2.2 How to use FlinkSQL to read & write to the file system (HDFS\Local\Hive)

Table of Contents

1. File system SQL connector

2. How to specify the file system type

3. How to specify the file format

4. Read the file system

4.1 Turn on directory monitoring

4.2 Available Metadata

5. Write out the file system

5.1 Create partition table

5.2 Rolling strategy, file merging, partition submission

5.3 Specify Sink Parallelism

6. Example_read kafka through FlinkSQL and write to hive table

6.1. Create a kafka source table for reading kafka

6.2. Create an hdfs sink table for writing to hdfs

6.3. insert into and write to hdfs_sink_table

6.4. Query hdfs_sink_table

6.5. Create hive table and specify local


1. File system SQL connector

File system connectors allow reading and writing data from local or distributed file systems

Official website link: File System SQL Connector

2. How to specify the file system type

Specify the file system type by ‘path’ = ‘protocol name:///path’ when creating the table

Refer to the official website: File system type

CREATE TABLE filesystem_table (
  id INT,
  name STRING,
  ds STRING
) partitioned by (ds) WITH (
  'connector' = 'filesystem',
  -- local file system
  'path' = 'file:///URI',
  -- HDFS file system
  'path' = 'hdfs://URI',
  -- Alibaba Cloud Object Storage
  'path' = 'oss://URI',
  'format' = 'json'
);

3. How to specify the file format

The FlinkSQL file system connector supports multiple formats for reading and writing files

For example, when the read source format is csv, json, Parquet… you can specify the corresponding format type when creating the table.

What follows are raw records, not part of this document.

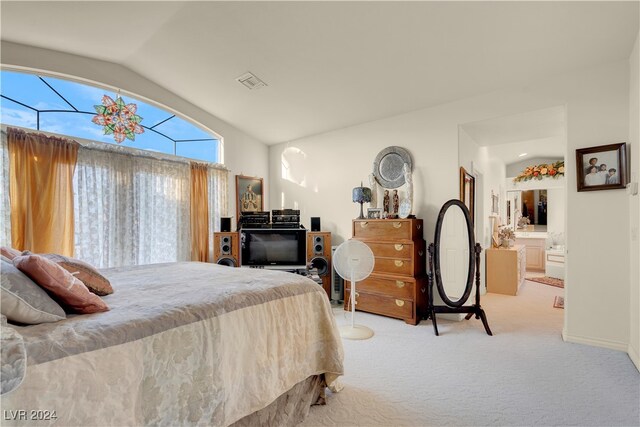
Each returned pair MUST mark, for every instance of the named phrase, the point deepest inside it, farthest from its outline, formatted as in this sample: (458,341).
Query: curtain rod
(120,149)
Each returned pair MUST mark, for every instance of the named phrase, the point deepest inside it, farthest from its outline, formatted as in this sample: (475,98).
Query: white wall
(597,102)
(515,169)
(490,175)
(634,206)
(242,154)
(556,209)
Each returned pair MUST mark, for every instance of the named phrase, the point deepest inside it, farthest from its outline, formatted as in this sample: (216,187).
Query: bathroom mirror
(454,263)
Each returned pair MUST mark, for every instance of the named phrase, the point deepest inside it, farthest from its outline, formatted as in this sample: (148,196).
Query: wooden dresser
(398,285)
(506,269)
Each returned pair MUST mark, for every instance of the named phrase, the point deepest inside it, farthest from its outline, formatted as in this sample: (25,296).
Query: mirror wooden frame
(435,276)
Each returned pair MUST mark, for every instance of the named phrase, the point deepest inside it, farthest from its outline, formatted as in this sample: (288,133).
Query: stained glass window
(67,108)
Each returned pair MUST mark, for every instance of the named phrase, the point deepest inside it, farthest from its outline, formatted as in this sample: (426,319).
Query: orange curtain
(199,213)
(41,192)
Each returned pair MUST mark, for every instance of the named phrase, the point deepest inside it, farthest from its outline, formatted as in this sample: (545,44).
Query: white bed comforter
(183,344)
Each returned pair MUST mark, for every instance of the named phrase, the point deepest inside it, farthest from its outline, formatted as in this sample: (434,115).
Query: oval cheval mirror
(454,265)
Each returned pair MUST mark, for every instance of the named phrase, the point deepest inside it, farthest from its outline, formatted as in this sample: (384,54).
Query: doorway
(533,206)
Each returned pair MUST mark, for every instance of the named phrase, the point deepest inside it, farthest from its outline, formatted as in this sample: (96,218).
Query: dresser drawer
(392,250)
(393,287)
(373,303)
(395,266)
(387,229)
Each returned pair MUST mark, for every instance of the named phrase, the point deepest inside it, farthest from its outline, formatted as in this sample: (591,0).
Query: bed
(183,344)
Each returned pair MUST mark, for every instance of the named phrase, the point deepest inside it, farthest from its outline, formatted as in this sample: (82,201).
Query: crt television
(273,248)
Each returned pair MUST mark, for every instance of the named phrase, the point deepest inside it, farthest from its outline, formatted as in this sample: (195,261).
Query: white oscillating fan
(353,260)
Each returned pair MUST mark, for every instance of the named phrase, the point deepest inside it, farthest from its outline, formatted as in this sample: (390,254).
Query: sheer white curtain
(130,209)
(218,189)
(5,208)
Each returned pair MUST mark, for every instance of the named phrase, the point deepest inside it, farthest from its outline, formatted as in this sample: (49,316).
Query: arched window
(66,107)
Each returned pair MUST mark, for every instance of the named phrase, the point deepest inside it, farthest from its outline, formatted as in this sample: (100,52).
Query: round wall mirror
(454,256)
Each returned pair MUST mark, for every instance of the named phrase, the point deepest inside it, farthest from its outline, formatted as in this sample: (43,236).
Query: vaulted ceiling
(329,65)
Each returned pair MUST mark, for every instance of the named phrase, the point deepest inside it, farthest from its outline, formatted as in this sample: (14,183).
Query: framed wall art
(250,197)
(602,168)
(374,213)
(467,191)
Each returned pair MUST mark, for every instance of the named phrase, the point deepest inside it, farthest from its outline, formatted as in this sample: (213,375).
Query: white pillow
(23,301)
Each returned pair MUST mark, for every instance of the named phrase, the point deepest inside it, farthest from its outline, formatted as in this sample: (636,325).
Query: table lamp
(361,195)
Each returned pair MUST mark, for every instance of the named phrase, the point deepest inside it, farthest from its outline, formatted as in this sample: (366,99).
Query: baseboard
(613,345)
(634,355)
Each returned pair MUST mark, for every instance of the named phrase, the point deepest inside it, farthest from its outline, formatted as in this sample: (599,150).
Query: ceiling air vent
(251,81)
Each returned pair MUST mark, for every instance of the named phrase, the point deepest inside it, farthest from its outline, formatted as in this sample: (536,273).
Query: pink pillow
(9,252)
(86,273)
(66,289)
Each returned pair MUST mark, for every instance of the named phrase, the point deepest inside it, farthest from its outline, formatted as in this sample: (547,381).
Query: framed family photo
(250,194)
(602,168)
(468,191)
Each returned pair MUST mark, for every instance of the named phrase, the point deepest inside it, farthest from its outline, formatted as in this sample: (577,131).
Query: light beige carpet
(524,375)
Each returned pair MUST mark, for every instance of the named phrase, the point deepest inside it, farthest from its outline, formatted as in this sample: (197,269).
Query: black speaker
(225,245)
(318,245)
(321,264)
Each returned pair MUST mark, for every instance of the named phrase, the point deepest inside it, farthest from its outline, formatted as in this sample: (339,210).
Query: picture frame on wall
(374,213)
(602,168)
(468,191)
(250,194)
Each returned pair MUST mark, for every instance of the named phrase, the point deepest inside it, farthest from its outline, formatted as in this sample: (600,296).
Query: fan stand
(353,331)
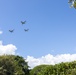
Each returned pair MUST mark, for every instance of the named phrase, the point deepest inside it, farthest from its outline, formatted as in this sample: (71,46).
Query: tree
(72,3)
(13,65)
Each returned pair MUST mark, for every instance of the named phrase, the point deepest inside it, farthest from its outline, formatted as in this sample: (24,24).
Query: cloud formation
(1,32)
(50,59)
(7,49)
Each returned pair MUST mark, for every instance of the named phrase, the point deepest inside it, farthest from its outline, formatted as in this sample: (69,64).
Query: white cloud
(1,32)
(7,49)
(50,59)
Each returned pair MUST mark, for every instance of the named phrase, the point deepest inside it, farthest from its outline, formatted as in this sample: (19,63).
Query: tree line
(17,65)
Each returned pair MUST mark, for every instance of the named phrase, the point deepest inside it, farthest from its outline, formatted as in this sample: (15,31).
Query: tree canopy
(72,3)
(13,65)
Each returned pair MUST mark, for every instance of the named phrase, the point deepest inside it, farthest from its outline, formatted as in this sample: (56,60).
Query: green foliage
(72,3)
(68,68)
(13,65)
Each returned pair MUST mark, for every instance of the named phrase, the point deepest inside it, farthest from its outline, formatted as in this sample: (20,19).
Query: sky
(52,30)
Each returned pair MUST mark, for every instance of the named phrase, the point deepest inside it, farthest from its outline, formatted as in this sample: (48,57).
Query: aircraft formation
(22,22)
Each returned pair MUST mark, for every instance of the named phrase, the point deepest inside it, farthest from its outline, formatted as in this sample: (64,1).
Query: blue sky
(52,28)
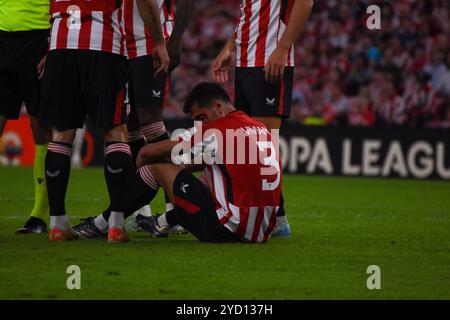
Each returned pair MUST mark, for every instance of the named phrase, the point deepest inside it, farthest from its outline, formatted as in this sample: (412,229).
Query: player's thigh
(61,98)
(10,99)
(268,99)
(105,76)
(33,49)
(149,91)
(195,210)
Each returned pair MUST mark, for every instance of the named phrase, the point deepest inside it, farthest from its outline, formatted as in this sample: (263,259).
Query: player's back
(87,25)
(245,177)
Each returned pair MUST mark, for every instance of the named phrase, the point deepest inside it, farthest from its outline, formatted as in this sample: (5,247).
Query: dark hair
(204,94)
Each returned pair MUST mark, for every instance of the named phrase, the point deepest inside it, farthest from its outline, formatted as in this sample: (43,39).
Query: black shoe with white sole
(33,225)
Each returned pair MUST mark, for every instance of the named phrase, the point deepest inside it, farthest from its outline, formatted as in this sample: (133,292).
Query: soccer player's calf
(104,103)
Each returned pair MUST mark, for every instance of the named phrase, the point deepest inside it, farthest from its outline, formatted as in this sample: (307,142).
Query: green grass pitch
(340,227)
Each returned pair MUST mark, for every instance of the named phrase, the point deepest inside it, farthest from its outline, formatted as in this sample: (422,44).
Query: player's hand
(274,70)
(161,58)
(174,51)
(41,67)
(221,65)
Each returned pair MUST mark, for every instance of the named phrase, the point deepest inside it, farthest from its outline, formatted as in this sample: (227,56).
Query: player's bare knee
(42,133)
(117,134)
(66,136)
(149,115)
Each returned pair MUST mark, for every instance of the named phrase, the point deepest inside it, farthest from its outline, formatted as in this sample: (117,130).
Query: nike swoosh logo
(183,187)
(53,174)
(114,171)
(270,101)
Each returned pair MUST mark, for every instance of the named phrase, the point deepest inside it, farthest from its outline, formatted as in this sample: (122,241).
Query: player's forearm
(181,18)
(300,13)
(149,12)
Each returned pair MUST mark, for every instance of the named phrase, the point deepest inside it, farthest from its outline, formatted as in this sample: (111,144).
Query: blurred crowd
(345,73)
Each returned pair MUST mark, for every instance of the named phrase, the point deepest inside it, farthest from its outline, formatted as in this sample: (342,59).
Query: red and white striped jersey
(139,41)
(247,192)
(260,27)
(87,24)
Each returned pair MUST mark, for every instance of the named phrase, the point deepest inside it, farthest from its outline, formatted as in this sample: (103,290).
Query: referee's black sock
(57,170)
(143,189)
(117,175)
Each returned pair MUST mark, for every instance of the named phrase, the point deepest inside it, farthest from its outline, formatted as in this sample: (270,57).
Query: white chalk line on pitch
(32,199)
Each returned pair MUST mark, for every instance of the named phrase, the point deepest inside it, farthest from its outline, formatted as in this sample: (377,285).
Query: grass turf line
(340,227)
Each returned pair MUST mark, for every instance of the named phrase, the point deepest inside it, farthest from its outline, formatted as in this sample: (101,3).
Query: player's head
(208,101)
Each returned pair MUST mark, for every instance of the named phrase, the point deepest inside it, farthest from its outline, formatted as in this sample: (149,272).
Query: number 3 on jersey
(74,22)
(272,163)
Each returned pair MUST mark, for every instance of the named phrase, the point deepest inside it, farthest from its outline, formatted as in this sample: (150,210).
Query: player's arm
(182,15)
(149,12)
(162,152)
(222,63)
(301,10)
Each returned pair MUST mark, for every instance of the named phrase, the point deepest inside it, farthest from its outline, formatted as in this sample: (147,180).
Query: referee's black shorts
(81,83)
(20,54)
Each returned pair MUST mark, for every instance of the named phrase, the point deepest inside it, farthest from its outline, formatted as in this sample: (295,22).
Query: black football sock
(281,212)
(57,170)
(136,141)
(117,175)
(143,188)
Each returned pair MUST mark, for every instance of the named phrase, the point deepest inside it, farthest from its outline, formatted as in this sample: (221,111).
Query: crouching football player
(238,195)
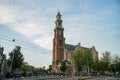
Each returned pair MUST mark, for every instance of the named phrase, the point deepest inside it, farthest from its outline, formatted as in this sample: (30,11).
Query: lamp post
(88,67)
(12,59)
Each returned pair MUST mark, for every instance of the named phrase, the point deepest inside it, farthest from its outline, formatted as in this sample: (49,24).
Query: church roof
(70,47)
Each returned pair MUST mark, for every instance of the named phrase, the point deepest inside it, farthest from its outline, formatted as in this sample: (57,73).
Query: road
(103,78)
(68,78)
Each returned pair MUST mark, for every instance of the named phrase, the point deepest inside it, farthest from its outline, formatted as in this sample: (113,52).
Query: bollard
(81,77)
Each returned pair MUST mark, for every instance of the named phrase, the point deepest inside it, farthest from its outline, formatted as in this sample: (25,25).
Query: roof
(70,47)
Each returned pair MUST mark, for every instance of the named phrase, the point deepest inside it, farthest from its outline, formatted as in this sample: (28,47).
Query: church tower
(58,43)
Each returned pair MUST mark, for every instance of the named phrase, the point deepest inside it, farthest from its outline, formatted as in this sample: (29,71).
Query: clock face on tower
(60,33)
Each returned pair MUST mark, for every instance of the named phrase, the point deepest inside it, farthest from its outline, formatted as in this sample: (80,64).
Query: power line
(24,43)
(25,46)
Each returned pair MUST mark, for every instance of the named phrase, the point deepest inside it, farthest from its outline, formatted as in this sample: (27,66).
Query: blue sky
(89,22)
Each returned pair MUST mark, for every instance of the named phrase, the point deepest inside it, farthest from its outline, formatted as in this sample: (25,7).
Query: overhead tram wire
(25,46)
(81,10)
(21,42)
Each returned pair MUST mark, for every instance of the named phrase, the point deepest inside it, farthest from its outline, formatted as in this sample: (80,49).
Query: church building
(62,51)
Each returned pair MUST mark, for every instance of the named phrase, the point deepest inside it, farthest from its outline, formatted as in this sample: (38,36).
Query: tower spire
(58,20)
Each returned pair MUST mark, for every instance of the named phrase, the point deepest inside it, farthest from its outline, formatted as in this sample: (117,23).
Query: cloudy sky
(31,24)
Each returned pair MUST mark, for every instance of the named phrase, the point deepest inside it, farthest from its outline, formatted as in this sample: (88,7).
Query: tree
(105,60)
(16,58)
(63,66)
(49,68)
(88,59)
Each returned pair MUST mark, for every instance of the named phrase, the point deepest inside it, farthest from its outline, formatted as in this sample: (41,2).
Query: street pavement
(67,78)
(103,78)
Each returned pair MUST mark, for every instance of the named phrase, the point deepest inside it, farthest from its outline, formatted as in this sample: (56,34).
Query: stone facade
(58,43)
(62,51)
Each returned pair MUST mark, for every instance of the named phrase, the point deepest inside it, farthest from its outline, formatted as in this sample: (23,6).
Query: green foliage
(42,70)
(16,58)
(63,66)
(81,58)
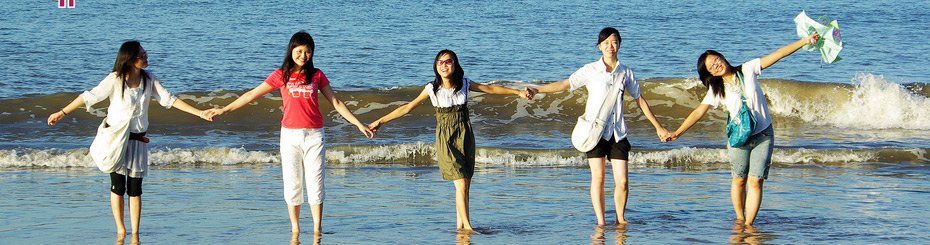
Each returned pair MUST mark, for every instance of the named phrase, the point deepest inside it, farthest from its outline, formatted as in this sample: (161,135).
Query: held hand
(374,126)
(663,134)
(209,114)
(813,38)
(673,135)
(528,93)
(365,130)
(206,116)
(55,117)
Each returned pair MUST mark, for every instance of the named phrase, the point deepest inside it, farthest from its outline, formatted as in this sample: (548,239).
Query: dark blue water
(209,45)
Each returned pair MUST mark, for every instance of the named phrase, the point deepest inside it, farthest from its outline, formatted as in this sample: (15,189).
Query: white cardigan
(121,103)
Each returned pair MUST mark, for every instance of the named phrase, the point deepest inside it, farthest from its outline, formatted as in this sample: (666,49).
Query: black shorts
(121,184)
(611,149)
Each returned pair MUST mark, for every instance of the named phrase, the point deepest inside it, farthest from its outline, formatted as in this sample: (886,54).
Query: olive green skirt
(455,143)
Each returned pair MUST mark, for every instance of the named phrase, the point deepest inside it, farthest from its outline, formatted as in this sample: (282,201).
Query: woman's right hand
(55,117)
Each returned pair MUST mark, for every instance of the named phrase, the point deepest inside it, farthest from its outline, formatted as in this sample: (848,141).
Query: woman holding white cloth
(130,89)
(597,77)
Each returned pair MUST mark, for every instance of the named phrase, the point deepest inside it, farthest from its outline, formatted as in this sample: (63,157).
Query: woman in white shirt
(729,86)
(129,88)
(455,142)
(597,77)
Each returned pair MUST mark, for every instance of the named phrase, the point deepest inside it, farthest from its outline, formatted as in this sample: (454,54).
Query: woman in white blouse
(129,88)
(597,77)
(455,142)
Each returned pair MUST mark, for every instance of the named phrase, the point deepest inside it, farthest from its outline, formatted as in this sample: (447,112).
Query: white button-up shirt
(123,101)
(597,80)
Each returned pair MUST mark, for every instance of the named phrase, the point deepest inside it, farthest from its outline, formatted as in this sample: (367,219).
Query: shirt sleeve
(632,86)
(161,94)
(578,79)
(100,92)
(754,66)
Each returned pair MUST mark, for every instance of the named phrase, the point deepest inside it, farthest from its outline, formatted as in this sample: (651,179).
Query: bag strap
(611,100)
(742,85)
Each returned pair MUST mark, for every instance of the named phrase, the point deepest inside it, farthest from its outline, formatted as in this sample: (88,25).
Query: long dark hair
(712,82)
(606,32)
(298,39)
(125,62)
(457,75)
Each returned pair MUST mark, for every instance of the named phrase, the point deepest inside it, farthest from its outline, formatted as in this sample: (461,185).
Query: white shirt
(597,80)
(447,97)
(121,106)
(755,98)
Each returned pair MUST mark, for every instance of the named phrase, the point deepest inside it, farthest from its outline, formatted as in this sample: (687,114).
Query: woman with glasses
(455,142)
(130,89)
(735,87)
(597,77)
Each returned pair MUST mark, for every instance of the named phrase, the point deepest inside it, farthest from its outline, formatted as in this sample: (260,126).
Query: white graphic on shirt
(301,90)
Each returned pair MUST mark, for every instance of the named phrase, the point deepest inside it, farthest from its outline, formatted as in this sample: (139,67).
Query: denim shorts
(755,157)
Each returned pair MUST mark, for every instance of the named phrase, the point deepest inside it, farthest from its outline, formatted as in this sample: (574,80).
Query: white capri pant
(302,157)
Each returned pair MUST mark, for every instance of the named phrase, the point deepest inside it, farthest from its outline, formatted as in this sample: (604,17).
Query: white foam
(421,153)
(872,103)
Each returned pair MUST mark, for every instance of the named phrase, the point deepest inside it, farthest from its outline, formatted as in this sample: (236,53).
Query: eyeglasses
(444,62)
(718,62)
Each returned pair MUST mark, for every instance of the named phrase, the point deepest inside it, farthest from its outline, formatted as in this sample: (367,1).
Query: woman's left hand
(813,39)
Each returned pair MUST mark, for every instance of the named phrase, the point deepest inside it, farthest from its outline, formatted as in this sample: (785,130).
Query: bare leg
(317,212)
(621,191)
(294,213)
(598,166)
(753,199)
(135,214)
(461,203)
(738,196)
(116,204)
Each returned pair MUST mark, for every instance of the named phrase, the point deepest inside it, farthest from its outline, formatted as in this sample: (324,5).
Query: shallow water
(851,158)
(396,204)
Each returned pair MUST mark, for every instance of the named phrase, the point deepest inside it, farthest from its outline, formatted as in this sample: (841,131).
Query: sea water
(850,163)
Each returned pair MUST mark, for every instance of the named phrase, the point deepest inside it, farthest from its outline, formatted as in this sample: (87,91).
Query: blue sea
(851,161)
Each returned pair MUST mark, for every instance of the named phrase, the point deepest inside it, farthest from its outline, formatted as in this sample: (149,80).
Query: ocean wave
(869,102)
(422,154)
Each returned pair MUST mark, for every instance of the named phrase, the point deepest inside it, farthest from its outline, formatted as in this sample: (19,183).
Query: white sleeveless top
(448,97)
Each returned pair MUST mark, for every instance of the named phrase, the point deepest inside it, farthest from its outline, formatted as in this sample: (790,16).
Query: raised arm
(400,111)
(660,131)
(344,111)
(789,49)
(693,118)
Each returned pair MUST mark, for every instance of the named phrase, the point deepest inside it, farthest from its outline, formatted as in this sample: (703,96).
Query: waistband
(453,109)
(139,137)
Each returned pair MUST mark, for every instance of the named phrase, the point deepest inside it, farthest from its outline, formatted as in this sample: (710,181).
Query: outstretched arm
(494,89)
(789,49)
(58,115)
(660,131)
(183,106)
(554,87)
(693,118)
(243,100)
(344,111)
(400,111)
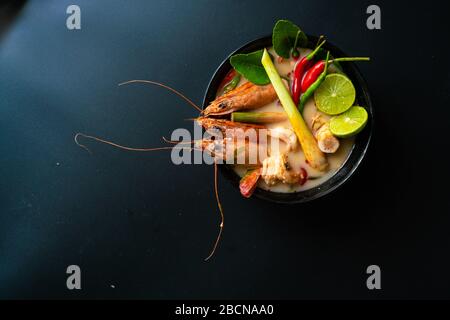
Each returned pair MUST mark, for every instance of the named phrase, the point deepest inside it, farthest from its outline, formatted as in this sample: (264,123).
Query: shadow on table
(9,10)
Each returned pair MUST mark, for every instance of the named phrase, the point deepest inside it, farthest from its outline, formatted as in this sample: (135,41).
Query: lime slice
(335,95)
(349,123)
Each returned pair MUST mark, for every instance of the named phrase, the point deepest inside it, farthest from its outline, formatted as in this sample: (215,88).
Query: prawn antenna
(219,205)
(120,146)
(165,87)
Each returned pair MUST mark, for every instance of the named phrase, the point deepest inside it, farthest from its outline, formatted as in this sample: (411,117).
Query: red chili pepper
(229,76)
(303,176)
(299,71)
(312,74)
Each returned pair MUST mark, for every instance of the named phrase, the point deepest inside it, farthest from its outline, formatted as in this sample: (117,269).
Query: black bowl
(361,142)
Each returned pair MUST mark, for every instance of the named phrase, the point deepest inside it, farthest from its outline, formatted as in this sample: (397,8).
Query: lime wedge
(349,123)
(335,95)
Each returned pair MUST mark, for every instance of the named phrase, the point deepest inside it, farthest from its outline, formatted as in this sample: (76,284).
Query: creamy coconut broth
(296,157)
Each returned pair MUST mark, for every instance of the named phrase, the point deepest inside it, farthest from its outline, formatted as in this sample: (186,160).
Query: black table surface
(139,226)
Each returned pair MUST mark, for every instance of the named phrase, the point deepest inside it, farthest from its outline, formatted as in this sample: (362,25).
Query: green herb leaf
(283,38)
(321,55)
(249,65)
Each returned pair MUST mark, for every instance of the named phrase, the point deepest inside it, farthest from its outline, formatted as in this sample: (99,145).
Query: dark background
(139,226)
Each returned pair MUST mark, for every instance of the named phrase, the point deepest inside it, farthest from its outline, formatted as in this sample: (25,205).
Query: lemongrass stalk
(258,117)
(313,155)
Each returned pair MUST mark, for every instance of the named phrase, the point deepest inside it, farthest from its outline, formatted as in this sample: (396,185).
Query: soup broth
(296,157)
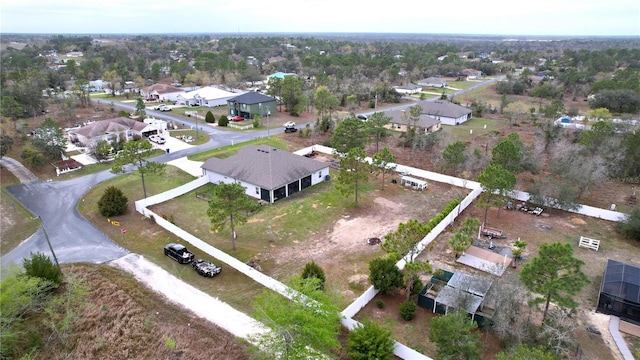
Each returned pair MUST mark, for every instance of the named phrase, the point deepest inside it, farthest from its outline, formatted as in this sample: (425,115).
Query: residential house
(162,92)
(433,82)
(408,89)
(251,103)
(266,173)
(279,75)
(445,111)
(209,96)
(472,74)
(111,130)
(400,122)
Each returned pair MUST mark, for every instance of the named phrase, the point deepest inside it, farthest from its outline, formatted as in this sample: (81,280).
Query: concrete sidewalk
(189,166)
(614,329)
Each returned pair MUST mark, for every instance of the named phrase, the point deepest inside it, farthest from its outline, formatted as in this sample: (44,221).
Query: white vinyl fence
(350,311)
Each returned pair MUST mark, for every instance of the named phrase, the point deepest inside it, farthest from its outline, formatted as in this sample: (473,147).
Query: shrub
(416,287)
(630,227)
(385,275)
(209,118)
(370,341)
(314,270)
(113,202)
(408,310)
(39,265)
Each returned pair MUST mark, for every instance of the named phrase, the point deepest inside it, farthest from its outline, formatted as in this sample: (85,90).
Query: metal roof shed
(413,183)
(463,292)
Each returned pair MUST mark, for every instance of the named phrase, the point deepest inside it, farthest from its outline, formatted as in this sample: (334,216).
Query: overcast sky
(490,17)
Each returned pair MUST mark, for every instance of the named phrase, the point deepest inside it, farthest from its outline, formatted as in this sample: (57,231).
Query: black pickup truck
(178,253)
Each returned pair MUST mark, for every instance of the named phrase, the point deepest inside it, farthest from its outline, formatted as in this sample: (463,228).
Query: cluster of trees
(38,307)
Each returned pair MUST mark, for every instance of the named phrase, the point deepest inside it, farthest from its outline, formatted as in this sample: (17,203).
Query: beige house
(111,130)
(400,121)
(162,92)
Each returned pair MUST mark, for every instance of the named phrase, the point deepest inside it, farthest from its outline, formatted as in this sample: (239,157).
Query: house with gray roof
(251,103)
(447,112)
(409,89)
(400,121)
(433,82)
(111,130)
(266,173)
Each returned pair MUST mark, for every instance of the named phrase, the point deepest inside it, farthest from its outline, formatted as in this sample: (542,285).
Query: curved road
(72,237)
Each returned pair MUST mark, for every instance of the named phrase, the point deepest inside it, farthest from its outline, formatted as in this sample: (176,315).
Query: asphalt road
(72,237)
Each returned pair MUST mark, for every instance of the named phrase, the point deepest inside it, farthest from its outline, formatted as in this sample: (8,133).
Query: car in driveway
(206,268)
(290,126)
(178,253)
(157,139)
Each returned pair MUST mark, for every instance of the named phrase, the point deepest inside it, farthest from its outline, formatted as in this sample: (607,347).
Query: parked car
(157,139)
(206,268)
(178,253)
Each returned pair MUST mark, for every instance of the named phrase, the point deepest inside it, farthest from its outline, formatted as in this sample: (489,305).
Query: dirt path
(17,169)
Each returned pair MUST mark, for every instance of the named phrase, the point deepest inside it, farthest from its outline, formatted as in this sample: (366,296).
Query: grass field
(17,222)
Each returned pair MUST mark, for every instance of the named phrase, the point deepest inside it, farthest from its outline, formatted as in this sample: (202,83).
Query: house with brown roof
(400,121)
(409,89)
(162,92)
(209,96)
(433,82)
(266,173)
(445,111)
(111,130)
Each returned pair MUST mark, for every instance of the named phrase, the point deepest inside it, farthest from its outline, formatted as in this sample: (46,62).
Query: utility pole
(46,236)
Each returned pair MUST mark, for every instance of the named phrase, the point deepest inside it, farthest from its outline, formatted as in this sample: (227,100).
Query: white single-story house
(266,173)
(162,92)
(209,96)
(161,125)
(279,75)
(433,82)
(445,111)
(400,122)
(408,89)
(111,130)
(472,74)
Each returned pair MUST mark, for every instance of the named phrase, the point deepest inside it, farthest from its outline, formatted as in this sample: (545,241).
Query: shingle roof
(398,117)
(443,108)
(162,89)
(209,93)
(264,166)
(252,97)
(110,126)
(409,87)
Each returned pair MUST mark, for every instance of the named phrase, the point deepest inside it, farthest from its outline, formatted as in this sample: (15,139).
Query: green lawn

To parse the data and map it to the fields in the table

CREATE TABLE filesystem_table_file_format (
  id INT,
  name STRING,
  ds STRING
) partitioned by (ds) WITH (
  'connector' = 'filesystem',
  --Specify file format type
  'format' = 'json|csv|orc|raw'
);

4. Read file system

FlinkSQL can read data from a single file or an entire directory into a single table

Notice:

1. When reading a directory, read the files in the directory out of order

2. By default, the file is read in batch mode, and it will only scan the configuration path once and then stop.

When directory monitoring (source.monitor-interval) is enabled, the stream processing mode is enabled.

4.1 Turn on directory monitoring

Turn on directory monitoring by setting the source.monitor-interval property to continue scanning when new files appear

Notice:

Only new files in the specified directory will be read, and old updated files will not be read.

-- Directory monitoring
drop table filesystem_source_table;
CREATE TABLE filesystem_source_table (
  id INT,
  name STRING,
  `file.name` STRING NOT NULL METADATA
) WITH (
  'connector' = 'filesystem',
  'path' = 'file:///usr/local/lib/mavne01/FlinkAPI1.17/data/output/1016',
  'format' = 'json',
  'source.monitor-interval' = '3' -- Enable directory monitoring and set the monitoring interval
);

--Continuous reading
select * from filesystem_source_table;

4.2 Available Metadata

When using FLinkSQL to read data in the file system, metadata is supported to be read.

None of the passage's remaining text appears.